Sem ver o que há por dentro do corpo material é impossível conhecer a psicopatologia de uma pessoa digna de ser biografada. Mais além dos princípios espirituais há a imagem fotográfica daquele que deve ser objeto de estudo. Lendo biografias, destacam-se marcas e expressões pessoais, traços físicos e até gestos, caretas e esgares.

As momices de Hitler que Charles Chaplin caricaturou genialmente, o queixo de Mussolini, o charuto de Churchil, os óculos de Roosevelt e o bigodão de Stálin são perfis inesquecíveis para a geração do após-guerra de 1939-1945.

No Brasil, temos o sorriso de Getúlio Vargas, a gesticulação de Carlos Lacerda, o sotaque carregado de Brizola e, mais recentemente, o olhar injetado de ódio de Collor, o ar professoral de Fernando Henrique e a fala astuta de Lula da Silva, este, que eu gostaria de biografar.

Descrevê-lo, sem entrar no documentário repetitivo da entrada na vida sindical através de um irmão comunista, sua transformação em pelego internacional – às ordens da Volkswagen -, e agente político do general Golbery do Couto e Silva.

Gostaria de fazer breves traços, um croqui, da personalidade que se distanciou dos interesses nacionais, traindo o discurso antigo – que desprezou como “bravatas” – mas manteve curiosamente uma ligação com o povo graças à extraordinária empatia e um discurso impostor e ilusório.

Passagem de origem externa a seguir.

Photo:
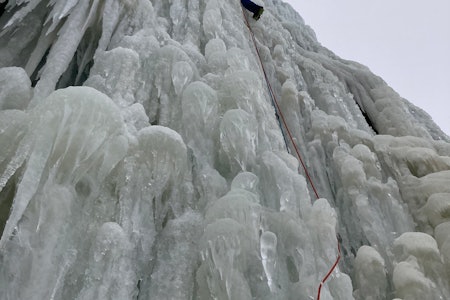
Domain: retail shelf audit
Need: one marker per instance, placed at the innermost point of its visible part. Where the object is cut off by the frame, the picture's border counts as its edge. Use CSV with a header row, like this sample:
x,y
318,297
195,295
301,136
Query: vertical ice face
x,y
141,157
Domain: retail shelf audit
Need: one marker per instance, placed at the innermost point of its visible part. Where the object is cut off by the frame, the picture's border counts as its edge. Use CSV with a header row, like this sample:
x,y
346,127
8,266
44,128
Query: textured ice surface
x,y
141,157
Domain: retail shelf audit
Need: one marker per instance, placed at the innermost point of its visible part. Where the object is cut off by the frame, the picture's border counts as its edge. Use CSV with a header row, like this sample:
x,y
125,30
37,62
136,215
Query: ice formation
x,y
141,158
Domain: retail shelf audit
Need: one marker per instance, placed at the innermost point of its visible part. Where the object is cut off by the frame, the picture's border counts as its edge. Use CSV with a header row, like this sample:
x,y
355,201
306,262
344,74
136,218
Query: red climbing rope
x,y
279,112
294,144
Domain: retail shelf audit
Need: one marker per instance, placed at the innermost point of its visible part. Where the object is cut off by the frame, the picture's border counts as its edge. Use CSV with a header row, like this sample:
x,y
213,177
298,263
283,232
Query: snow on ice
x,y
141,157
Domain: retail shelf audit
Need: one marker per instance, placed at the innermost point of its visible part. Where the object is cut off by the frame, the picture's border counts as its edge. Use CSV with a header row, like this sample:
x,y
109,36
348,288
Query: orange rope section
x,y
297,151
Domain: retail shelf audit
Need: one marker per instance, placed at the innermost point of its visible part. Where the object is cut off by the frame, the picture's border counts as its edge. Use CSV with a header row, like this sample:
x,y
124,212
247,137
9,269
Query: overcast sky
x,y
406,42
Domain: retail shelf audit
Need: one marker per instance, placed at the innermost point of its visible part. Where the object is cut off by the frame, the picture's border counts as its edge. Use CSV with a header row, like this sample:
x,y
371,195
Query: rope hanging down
x,y
294,144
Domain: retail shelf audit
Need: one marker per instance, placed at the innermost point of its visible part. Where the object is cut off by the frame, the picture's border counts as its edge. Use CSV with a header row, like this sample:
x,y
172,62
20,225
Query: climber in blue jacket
x,y
254,8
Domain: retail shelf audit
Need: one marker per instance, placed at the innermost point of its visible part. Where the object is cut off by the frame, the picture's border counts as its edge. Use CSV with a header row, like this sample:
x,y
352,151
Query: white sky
x,y
406,42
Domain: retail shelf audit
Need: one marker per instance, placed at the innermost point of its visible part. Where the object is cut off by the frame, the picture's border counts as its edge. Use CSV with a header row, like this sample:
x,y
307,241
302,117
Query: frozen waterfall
x,y
141,157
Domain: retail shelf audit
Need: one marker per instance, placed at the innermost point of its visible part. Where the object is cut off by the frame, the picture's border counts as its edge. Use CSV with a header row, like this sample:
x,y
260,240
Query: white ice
x,y
142,157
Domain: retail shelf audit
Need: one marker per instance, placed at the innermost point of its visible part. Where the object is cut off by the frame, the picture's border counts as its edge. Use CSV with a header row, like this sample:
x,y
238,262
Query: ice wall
x,y
141,158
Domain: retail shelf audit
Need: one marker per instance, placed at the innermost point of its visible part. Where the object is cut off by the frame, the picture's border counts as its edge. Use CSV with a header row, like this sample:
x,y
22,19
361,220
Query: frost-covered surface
x,y
166,175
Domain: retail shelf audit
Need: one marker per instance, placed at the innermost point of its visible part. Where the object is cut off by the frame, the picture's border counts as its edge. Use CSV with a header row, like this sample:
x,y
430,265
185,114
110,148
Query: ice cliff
x,y
141,158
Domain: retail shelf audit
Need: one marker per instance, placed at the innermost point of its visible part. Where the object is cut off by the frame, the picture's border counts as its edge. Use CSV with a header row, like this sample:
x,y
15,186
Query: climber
x,y
256,9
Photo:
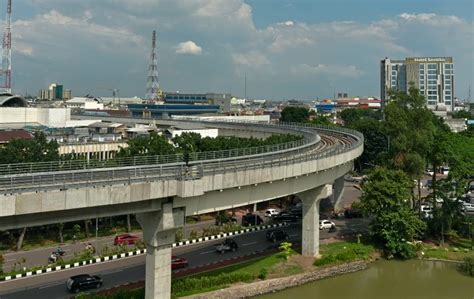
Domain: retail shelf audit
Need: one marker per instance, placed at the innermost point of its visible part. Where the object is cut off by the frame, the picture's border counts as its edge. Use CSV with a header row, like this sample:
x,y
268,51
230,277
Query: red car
x,y
125,239
178,262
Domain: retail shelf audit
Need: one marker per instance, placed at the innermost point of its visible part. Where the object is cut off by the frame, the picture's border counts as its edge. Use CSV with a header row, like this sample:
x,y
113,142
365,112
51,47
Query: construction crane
x,y
6,70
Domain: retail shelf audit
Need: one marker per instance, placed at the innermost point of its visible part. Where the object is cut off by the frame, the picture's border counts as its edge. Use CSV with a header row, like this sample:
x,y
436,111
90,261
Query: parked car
x,y
326,224
125,239
426,211
271,212
178,263
276,235
251,220
225,218
82,282
297,211
285,217
227,245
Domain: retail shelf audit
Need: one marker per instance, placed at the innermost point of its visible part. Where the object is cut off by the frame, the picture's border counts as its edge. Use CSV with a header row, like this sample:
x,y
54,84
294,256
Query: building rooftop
x,y
7,136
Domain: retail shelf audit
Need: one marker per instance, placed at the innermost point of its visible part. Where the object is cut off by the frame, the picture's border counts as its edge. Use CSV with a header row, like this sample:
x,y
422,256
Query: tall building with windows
x,y
433,76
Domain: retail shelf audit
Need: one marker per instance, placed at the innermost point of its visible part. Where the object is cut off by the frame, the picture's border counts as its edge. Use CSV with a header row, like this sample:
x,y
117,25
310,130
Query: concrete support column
x,y
310,200
159,235
337,194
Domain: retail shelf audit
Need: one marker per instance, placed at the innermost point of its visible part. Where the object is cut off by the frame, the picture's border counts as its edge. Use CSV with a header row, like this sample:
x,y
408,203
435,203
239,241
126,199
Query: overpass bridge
x,y
161,192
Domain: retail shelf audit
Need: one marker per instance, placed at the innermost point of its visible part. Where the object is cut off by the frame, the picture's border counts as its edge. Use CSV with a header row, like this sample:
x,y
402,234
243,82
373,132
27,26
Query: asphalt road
x,y
39,256
114,273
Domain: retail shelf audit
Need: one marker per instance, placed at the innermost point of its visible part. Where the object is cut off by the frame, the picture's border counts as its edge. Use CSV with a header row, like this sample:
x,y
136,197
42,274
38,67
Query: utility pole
x,y
7,51
152,87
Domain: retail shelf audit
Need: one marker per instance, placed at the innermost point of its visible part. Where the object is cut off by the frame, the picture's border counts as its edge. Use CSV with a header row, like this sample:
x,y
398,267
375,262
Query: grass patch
x,y
343,252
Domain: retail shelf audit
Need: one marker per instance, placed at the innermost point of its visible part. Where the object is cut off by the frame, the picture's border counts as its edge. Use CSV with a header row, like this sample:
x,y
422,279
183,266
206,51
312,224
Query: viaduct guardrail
x,y
155,168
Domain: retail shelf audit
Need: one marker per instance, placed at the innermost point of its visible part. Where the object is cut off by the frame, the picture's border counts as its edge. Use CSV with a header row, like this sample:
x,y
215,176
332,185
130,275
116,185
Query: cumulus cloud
x,y
343,71
188,47
95,35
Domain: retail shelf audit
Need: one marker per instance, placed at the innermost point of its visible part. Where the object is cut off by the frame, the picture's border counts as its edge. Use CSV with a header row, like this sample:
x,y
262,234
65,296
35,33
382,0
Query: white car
x,y
271,212
326,224
468,207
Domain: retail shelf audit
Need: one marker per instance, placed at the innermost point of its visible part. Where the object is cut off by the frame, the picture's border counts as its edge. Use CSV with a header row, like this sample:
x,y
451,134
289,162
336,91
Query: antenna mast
x,y
7,51
152,87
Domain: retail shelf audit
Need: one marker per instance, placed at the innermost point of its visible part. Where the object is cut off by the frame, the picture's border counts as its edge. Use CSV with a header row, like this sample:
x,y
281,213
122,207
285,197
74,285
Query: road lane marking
x,y
111,271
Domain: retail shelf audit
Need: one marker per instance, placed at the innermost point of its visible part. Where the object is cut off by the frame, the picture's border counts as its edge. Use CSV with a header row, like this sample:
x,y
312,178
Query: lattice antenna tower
x,y
152,87
6,71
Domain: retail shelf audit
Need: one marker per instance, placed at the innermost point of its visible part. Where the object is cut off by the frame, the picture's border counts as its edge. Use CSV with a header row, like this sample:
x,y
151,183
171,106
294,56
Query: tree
x,y
294,114
38,149
385,196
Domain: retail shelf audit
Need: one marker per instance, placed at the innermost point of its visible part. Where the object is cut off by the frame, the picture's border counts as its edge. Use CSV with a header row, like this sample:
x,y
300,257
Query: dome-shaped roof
x,y
9,100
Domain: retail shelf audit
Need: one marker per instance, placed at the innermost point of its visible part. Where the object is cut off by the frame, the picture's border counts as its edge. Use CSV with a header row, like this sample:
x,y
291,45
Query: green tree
x,y
37,149
385,196
294,114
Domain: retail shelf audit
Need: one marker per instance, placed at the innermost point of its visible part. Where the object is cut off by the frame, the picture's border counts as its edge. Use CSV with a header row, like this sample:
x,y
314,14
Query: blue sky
x,y
302,49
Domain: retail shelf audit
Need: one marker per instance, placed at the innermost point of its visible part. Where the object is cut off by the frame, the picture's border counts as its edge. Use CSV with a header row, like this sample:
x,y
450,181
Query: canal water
x,y
413,279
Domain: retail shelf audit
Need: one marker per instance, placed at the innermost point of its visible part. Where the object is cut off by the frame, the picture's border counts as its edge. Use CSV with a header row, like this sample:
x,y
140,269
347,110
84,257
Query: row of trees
x,y
193,142
399,145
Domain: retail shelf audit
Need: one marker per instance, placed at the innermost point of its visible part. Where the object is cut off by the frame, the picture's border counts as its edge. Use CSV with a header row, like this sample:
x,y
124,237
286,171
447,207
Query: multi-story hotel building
x,y
433,76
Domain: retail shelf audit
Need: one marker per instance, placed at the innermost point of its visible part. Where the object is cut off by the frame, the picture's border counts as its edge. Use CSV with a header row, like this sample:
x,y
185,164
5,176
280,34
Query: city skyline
x,y
209,46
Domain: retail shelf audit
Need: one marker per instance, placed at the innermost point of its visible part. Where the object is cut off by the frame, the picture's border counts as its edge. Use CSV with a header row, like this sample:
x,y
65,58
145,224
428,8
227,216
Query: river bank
x,y
278,284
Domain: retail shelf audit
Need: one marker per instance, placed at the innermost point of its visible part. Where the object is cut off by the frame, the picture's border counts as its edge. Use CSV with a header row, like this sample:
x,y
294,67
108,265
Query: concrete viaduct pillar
x,y
310,200
159,235
337,194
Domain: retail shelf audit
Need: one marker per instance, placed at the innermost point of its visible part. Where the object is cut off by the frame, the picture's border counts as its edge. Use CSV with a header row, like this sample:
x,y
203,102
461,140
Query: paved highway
x,y
114,273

Eu também queria realçar com cores vivas, a extrema capacidade de apreender as fraquezas das pessoas que o cercam. Essa qualidade deu-lhe as condições objetivas de anestesiar as organizações de base à sociedade civil, cooptando as entidades sindicais, estudantis e populares, corrompendo os seus dirigentes.

Assim eu chegaria a pouco mais da metade da descrição analítica do eminente personagem. E daí em diante é que me perco confuso para analisar seu comportamento atual de cara lavada, sem bigode e sem barba, na plenitude do poder e na garantia de que fala o destemido jornalista Pedro Porfírio, de legar uma fortuna aos filhos, netos e bisnetos.

O nosso ator – que indiscutivelmente escreverá um controvertido capítulo da História do Brasil – acaba de enterrar um dos seres por ele criado, o Partido dos Trabalhadores. E fez isto sem dó nem piedade, porque o PT mereceu a desgraça, porque deu início ao aniquilamento próprio, a partir da reforma da Previdência.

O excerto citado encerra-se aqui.